Nearby, there are a couple of interesting places to seek sanctuary, notably the impressive Stone Church on Yide Lu itself. For those needing a different sort of spiritual revival, opt for the beer garden of the 1920 bar beside the Pearl River, where weary shoppers can be found in the early evening surrounded by huge plastic bags full of their many purchases, sipping on a hard-earned happy hour cocktail.
If Yide Lu is tat-tastic, Kangwang Lu is the place for antiques, pearls and jade. The old face of this part of Liwan District has been changed, although thankfully not completely, with large shopping malls replacing simple street stalls in recent years.
Liwan Plaza itself is a remarkable shopping outlet with floor upon floor selling pearls. Across the road, there is a similarly bewildering array of stalls selling jade. Whichever jewel you are interested in buying, it is advisable to have some knowledge about how to identify the quality of the goods on offer because, unsurprisingly, everyone seems to promise theirs are the very best – but bargains are available if you have the patience and the know-how to find them.
Old Guangzhou characteristics are clearly visible in the narrow passages that snake around the jade market and it is never a hardship to pass a couple of hours just following your nose and seeing what is on offer.
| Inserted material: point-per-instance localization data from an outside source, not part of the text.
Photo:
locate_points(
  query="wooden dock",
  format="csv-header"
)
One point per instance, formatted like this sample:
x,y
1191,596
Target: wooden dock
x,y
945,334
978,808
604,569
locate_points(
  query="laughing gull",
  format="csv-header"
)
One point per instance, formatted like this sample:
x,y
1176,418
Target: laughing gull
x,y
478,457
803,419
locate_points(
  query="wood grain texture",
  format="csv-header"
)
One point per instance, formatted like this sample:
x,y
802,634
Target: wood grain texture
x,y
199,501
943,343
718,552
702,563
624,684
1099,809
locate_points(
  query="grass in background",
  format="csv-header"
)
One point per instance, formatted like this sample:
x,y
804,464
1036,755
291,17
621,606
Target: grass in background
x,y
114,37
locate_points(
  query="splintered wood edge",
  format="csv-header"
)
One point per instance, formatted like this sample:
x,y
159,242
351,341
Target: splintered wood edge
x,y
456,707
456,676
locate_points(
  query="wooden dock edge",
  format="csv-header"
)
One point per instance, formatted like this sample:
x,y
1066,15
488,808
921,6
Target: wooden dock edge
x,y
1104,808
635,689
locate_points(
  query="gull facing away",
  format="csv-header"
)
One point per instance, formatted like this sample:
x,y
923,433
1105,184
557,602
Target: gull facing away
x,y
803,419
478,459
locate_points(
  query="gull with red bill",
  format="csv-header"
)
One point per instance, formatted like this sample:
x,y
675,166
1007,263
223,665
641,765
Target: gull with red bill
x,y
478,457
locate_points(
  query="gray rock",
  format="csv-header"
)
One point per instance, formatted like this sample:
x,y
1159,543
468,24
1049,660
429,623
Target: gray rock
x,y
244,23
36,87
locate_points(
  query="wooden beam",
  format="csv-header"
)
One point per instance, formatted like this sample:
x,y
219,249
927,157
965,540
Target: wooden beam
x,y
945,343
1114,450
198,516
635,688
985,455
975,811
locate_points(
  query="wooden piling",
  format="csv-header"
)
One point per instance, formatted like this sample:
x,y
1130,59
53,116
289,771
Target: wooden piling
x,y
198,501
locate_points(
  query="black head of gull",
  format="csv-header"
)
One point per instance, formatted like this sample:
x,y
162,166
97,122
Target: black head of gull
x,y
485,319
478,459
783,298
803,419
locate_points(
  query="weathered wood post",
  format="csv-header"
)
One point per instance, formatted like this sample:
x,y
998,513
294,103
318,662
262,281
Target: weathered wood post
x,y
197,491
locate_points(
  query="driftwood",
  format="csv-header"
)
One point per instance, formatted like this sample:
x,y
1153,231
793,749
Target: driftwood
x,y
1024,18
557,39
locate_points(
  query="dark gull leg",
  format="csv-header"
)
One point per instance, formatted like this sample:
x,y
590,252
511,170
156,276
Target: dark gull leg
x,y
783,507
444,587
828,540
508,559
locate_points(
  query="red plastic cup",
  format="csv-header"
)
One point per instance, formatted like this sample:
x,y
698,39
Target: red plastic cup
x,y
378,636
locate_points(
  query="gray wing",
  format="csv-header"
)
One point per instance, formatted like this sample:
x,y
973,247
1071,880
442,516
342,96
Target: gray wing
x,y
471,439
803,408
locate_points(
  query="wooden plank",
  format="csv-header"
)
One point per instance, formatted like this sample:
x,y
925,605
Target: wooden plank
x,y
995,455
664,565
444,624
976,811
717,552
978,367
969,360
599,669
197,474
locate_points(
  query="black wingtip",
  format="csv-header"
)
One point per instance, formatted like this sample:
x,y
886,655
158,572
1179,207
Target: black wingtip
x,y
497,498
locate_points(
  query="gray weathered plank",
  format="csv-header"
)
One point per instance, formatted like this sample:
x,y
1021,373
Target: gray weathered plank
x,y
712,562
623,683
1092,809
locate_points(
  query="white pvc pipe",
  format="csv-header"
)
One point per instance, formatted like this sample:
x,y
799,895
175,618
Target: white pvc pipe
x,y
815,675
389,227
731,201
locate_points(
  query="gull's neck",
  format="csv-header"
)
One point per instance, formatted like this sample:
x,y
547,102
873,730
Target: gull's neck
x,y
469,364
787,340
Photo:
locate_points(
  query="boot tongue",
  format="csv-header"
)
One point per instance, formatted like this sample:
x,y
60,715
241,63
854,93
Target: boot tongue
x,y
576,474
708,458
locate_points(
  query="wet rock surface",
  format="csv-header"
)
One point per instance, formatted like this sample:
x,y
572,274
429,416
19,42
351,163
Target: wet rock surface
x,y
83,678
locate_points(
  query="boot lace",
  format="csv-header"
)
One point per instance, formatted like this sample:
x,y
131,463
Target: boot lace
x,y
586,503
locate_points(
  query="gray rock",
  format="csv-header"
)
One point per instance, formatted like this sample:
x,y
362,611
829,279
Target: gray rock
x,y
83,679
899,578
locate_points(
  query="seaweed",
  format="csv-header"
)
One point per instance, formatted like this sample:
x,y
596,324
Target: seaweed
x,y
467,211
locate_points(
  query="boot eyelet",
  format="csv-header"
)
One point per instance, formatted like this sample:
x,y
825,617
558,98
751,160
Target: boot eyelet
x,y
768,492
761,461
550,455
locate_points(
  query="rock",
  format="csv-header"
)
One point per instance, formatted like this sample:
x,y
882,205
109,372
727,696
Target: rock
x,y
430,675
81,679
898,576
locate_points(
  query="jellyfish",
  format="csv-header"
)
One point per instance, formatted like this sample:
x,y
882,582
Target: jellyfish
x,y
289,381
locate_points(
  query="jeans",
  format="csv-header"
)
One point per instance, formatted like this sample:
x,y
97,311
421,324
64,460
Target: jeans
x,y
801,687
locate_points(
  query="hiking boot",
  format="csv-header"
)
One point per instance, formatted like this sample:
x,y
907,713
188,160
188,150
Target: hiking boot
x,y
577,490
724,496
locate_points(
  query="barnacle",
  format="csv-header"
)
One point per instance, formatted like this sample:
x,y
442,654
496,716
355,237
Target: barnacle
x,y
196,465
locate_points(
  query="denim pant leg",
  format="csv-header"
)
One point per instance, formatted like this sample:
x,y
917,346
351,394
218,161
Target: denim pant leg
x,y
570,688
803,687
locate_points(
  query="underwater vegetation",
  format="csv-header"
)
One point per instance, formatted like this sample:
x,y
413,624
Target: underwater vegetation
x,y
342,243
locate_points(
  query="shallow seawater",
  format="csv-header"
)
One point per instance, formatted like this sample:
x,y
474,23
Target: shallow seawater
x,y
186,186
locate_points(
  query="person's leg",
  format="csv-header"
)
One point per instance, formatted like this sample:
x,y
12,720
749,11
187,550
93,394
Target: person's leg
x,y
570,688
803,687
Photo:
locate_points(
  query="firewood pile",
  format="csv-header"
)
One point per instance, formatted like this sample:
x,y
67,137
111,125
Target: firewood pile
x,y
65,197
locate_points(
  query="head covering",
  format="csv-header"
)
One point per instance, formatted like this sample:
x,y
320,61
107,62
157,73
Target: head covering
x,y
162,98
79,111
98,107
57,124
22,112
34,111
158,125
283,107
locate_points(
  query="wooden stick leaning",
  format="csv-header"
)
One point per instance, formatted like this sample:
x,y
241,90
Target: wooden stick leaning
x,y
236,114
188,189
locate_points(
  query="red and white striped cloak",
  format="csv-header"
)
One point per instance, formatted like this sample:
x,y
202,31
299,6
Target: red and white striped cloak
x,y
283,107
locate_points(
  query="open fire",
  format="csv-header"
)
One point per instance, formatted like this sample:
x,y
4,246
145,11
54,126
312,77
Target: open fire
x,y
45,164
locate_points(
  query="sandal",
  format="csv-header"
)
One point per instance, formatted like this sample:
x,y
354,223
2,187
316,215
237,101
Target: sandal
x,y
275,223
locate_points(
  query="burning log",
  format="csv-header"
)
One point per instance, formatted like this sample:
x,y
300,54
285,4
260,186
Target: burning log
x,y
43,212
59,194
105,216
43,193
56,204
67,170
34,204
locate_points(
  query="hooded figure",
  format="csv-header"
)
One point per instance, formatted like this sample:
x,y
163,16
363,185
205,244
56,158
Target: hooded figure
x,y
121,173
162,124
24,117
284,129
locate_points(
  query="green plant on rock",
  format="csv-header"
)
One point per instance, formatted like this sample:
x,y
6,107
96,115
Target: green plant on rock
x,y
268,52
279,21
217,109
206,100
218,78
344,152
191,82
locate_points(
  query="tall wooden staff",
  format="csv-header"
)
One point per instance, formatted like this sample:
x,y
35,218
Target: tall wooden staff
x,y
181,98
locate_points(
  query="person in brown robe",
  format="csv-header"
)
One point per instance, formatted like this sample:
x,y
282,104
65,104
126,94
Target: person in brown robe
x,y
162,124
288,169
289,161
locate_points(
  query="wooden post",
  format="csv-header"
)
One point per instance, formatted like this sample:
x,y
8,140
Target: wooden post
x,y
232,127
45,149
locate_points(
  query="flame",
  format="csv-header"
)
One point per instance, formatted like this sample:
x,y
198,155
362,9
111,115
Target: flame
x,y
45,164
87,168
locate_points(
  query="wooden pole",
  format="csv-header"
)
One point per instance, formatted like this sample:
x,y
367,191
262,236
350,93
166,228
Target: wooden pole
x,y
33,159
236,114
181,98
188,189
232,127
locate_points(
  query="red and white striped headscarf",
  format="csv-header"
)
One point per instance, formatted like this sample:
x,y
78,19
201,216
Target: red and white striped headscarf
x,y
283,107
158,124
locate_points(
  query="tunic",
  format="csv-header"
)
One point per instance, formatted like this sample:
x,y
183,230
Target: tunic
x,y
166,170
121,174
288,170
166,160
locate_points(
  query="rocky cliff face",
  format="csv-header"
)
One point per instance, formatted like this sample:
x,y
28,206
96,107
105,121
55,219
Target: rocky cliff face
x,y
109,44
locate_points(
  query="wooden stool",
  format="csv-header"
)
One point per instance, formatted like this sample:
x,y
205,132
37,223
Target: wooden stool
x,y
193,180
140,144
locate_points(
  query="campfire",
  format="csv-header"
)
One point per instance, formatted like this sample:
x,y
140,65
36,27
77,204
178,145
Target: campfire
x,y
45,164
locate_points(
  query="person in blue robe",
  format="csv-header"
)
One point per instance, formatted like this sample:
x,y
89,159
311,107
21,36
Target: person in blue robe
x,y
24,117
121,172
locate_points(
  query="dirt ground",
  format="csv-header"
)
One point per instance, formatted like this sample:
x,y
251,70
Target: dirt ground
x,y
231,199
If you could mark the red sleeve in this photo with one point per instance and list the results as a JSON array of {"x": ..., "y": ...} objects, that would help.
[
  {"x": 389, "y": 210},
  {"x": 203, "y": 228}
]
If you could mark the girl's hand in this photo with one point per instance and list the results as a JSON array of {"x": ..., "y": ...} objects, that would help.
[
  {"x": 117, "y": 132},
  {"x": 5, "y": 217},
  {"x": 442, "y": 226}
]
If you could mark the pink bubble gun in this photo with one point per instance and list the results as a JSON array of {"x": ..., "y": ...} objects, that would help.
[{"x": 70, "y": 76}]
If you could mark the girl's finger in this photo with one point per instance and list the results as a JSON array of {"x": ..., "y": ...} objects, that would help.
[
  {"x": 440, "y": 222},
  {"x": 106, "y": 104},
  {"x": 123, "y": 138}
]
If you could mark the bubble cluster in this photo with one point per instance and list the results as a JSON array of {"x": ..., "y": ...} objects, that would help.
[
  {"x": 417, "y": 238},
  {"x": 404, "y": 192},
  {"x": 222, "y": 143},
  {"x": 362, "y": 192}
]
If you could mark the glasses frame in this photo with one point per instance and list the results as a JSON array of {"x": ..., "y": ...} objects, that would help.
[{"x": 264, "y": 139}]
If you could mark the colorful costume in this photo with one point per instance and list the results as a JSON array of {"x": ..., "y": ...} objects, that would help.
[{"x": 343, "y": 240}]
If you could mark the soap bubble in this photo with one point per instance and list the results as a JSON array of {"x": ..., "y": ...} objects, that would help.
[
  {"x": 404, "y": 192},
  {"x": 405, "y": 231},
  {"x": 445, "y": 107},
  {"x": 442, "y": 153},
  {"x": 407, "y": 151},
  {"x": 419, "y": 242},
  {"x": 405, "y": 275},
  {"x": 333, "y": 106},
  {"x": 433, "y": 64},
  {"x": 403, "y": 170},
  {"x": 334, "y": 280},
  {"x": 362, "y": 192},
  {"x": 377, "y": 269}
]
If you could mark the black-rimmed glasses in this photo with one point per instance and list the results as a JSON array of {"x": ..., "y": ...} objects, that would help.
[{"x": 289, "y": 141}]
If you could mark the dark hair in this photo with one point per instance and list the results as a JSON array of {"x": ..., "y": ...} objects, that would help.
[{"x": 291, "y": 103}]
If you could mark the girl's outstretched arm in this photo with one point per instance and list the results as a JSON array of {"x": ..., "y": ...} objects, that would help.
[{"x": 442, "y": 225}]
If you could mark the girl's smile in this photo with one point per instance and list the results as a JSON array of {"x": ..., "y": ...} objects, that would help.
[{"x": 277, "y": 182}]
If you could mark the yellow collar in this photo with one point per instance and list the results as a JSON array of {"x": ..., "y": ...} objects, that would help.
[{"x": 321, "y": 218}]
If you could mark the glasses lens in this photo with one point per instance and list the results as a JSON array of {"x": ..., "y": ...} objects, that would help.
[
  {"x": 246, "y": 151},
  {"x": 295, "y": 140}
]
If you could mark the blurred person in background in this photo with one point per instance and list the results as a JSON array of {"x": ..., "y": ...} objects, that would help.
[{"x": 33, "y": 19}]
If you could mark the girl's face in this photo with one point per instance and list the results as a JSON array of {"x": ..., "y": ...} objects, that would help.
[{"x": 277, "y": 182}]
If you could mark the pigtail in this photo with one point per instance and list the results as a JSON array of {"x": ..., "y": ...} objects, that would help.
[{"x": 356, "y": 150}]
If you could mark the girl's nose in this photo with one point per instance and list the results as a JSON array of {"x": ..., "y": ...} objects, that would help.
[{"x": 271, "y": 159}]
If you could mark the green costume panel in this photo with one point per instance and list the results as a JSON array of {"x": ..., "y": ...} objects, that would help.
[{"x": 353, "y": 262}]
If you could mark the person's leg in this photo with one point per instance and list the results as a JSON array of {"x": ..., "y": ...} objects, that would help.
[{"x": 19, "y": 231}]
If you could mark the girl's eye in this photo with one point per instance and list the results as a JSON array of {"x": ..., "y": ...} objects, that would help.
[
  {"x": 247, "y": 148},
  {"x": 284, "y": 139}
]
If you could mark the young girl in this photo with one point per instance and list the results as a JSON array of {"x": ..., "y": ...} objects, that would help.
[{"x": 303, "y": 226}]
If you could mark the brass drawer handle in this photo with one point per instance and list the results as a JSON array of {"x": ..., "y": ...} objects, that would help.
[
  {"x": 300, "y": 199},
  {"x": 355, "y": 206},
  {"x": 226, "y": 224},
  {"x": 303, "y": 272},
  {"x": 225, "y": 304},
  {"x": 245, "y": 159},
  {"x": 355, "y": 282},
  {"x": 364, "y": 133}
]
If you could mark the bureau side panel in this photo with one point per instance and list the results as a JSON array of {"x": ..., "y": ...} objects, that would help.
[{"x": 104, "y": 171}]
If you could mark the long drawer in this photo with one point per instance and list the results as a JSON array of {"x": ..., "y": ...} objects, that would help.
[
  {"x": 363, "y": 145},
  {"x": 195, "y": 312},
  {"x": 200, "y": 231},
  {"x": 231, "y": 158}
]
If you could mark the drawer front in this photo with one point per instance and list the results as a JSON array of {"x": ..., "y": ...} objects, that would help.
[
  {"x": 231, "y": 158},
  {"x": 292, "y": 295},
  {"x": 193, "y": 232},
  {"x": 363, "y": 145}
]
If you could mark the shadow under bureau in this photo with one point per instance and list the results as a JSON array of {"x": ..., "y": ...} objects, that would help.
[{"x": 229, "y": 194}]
The hassle so prevalent in many parts of Asian markets, and elsewhere around the world, is joyfully absent, as are the tour buses found in similar parts of Shanghai, Beijing and Xi'an.
Find the square with the antique stalls and there is one of Guangzhou's hidden treasures. The Tibetan shopfront is small and simple, often featuring a rug and a glass jewelry case. But the real pleasure comes when being taken around the corner, through a door, up the stairs and into an Aladdin's Cave full of wonderful furniture, rugs, prints and ornaments. The friendly owners are more than happy to let you browse at your leisure and there is never any hard sell.
Teem Mall and China Plaza are just two of many offering a massive variety of stores, but the adventurous shopper need not restrict themselves to inside the malls. Both are surrounded by interesting alternatives to part with your hard earned cash.
Throw in the Haiyin cloth market, where you can get clothes made-to-measure, the chaotic but entertaining sprawl around the old train station, the huge leather wholesale markets on Jiefang Beilu, and the ever-popular Beijing Lu, and the options really are limitless.